Na super, dachte Niek sich, doch er beschwerte sich nicht weiter. Er war froh, dass er überhaupt einen Heiler an seiner Seite hatte. In Zodiac hatte er auf diesen Luxus in den meisten Fällen verzichten müssen. Man hatte ihm nicht einmal geholfen oder von der Arbeit befreit, als er sich einmal das Handgelenk gebrochen hatte. Lieber fragte er: „Was denkst du, wie lange ich krank sein werde?"

Jorik hatte sich bereits wieder seinen Kräutern zugewandt, die er zuvor auf dem Boden getrocknet hatte und nun zu ordentlichen Bündeln zusammenband. „Das kommt ganz darauf an, wie gut dein Körper mit der Umstellung klarkommt. Die meisten sind zwischen zwei bis fünf Tage krank."

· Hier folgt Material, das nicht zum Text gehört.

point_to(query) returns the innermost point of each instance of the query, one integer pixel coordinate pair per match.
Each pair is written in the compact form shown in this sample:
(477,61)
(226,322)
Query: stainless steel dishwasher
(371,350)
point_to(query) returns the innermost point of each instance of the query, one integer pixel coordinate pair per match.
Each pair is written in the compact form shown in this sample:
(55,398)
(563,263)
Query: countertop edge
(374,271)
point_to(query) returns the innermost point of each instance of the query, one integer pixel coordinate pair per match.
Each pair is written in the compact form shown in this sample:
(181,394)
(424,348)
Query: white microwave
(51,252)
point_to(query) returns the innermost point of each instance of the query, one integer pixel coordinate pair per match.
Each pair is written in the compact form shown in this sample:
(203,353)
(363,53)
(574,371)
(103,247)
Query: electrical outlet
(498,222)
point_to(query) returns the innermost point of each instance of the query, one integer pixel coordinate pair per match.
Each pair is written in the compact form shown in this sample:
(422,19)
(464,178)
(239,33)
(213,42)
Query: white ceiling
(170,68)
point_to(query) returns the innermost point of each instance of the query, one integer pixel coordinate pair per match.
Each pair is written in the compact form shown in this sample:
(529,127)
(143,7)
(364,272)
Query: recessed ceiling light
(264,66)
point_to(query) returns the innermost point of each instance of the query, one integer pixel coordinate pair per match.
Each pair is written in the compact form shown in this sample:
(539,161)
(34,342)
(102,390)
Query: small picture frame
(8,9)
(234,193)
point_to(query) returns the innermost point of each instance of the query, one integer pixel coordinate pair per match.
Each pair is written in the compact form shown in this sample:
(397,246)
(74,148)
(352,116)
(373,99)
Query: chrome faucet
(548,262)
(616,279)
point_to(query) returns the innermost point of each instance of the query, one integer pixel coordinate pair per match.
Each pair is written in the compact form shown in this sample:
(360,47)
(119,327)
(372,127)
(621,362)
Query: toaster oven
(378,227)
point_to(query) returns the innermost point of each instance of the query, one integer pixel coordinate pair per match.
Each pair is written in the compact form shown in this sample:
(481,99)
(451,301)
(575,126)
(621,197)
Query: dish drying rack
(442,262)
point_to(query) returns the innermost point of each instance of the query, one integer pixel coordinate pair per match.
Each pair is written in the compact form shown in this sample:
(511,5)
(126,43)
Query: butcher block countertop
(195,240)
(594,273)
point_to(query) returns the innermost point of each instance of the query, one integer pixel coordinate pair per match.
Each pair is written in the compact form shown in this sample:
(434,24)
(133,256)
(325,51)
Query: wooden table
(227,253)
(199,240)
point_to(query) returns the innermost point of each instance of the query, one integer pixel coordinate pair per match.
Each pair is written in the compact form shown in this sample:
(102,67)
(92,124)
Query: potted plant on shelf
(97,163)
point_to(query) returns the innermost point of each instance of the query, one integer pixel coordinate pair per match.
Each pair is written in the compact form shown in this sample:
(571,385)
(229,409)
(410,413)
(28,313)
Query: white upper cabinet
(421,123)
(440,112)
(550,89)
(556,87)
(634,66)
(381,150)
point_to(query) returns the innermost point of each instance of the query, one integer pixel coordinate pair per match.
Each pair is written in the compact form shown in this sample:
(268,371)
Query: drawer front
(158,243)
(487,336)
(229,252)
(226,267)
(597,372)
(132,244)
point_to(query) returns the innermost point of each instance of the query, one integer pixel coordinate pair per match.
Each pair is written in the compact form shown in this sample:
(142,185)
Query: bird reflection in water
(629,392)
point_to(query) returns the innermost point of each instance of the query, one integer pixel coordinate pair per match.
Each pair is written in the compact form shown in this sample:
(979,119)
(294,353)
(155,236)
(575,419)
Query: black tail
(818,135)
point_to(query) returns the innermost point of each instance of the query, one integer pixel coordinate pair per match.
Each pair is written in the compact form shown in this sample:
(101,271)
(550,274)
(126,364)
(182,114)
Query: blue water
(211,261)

„Der General hat gesagt, dass man sich am Anfang unbeabsichtigt verwandelt. Was ist, wenn ich mich verwandle, während du schläfst?", hakte er besorgt nach. Er wollte wirklich niemanden im Schlaf umbringen, erst recht nicht eine gutmütige Person wie Jorik.

Doch der Mann mit den grauen Haaren lächelte nur sorglos. „Keine Sorge", sagte er: „Du verwandelst dich nicht, während du noch krank bist. Dazu ist dein Körper gar nicht fähig."

„Okay", sagte er beruhigt. Dann schwieg er einen Moment, um sich tiefer in seine zwei Decken einzuwickeln, die ihn nicht davor stoppen konnten, unkontrolliert zu zittern und Tonnen an Wasser zu schwitzen. „Welche Drachenform hast du eigentlich?", fragte Niek letztlich interessiert mit einem Blick auf die zwei roten Hörner am Vorderkopf des Heilers.

„Ein Herbivore", sagte Jorik: „Einen mit Schild und Hörnern. Auf dem Weg zum See habt ihr sicherlich eine Herde dieser Art gesehen. Wir nennen diese vierbeinigen Landdrachen Trice."